In the hilly regions of western Pennsylvania, lawn care can be a nuisance. Sometimes, dragging lawn mowers and weed whackers up and down hillsides seems like more trouble than it’s worth. That’s why environmental non-profit Tree Pittsburgh found a creative solution to clearing undergrowth on tricky terrain—goats.

Tree Pittsburgh hired consultant Brian Knox from Eco-Goats and rented more than 30 goats from local farm Goodness Grows to clear dense plant growth from a hillside near West Penn Park in Polish Hill.

Tree Pittsburgh Tree Care and Restoration Coordinator Jake Milofsky said Tree Pittsburgh wanted to clear the area of invasive species so it could be regrown with more manageable vegetation, but the hill presented several problems.

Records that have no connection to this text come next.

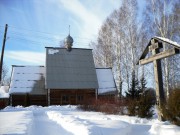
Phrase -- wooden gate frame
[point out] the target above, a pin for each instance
(155, 46)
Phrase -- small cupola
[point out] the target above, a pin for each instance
(68, 41)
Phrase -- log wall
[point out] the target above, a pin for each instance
(73, 97)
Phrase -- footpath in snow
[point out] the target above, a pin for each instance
(68, 120)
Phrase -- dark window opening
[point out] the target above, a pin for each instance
(80, 98)
(65, 98)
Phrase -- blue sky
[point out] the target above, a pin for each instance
(34, 24)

“Since it was so steep and difficult to get equipment on and difficult for volunteers and our staff to really manage at this point … we decided it was a good candidate to bring in some goats,” said Milofsky.

Tree Pittsburgh works to maintain healthy plant life in the city, and Milofsky said the hillside was a hotbed of imbalanced weed growth.

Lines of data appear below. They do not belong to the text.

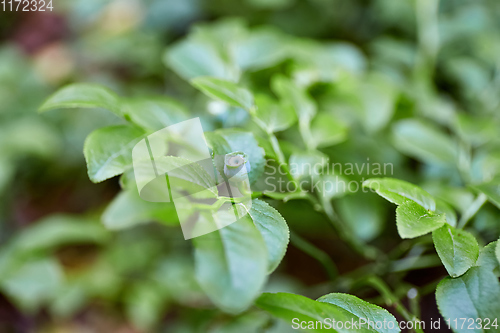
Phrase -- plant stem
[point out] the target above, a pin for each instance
(313, 251)
(391, 299)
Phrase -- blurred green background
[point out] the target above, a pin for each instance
(369, 63)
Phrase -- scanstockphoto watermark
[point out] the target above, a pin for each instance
(323, 177)
(356, 324)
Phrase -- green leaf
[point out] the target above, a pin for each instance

“This site is a pretty big monoculture of Porcelain Berry Vine, which is a non-native, invasive vine that is really common on Pittsburgh hillsides. It’s really aggressive—it’ll grow up over trees,” said Milofsky. “So we really try to control it in order to create healthy tree canopy and healthy forest ecosystems.”

Knox says Eco-Goats clears an average of 20 sites using goats each year, and that this one is one of the smaller sites. Knox also said that he usually uses his own goats, but transportation reasons led him and Tree Pittsburgh to contact Goodness Grows’ Erick Schwalm to rent local animals.

The goats were on the hillside Tuesday from 8 a.m. to 3 p.m., which Knox said was not quite enough time to clear all the vegetation.

“Usually we stay on at least 24 hours,” he explained. However, there were some concerns about leaving the goats alone on the site overnight, which Knox scoffed at.

“They do fine on their own—the supervision is mostly to keep the mischief out,” he said.

The site is surrounded by an electric fence, set up Monday by Knox and Tree Pittsburgh workers and volunteers.

“Part of the purpose of the electric fence is to take care of our predators,” explained Knox.  “Our urban/sub-urban predators tend to be teenagers and dogs. So 10,000 volts does a really good job on both of those.”

Milofsky says the event was about bringing attention to the use of goats as vegetation control as much as it was about clearing the hillside. According to him, Pittsburgh needs to catch up with other cities on this issue.

“It’s not a common solution as much in this region as it is in other parts of the country,” said Milofsky. “There are other cities that have really adopted this as a means of vegetation management in difficult areas. But we are hoping to make it more of a common occurrence in Pittsburgh.”

Milofsky says Tree Pittsburgh intends to rent goats again in the future, but has not yet set a time or place.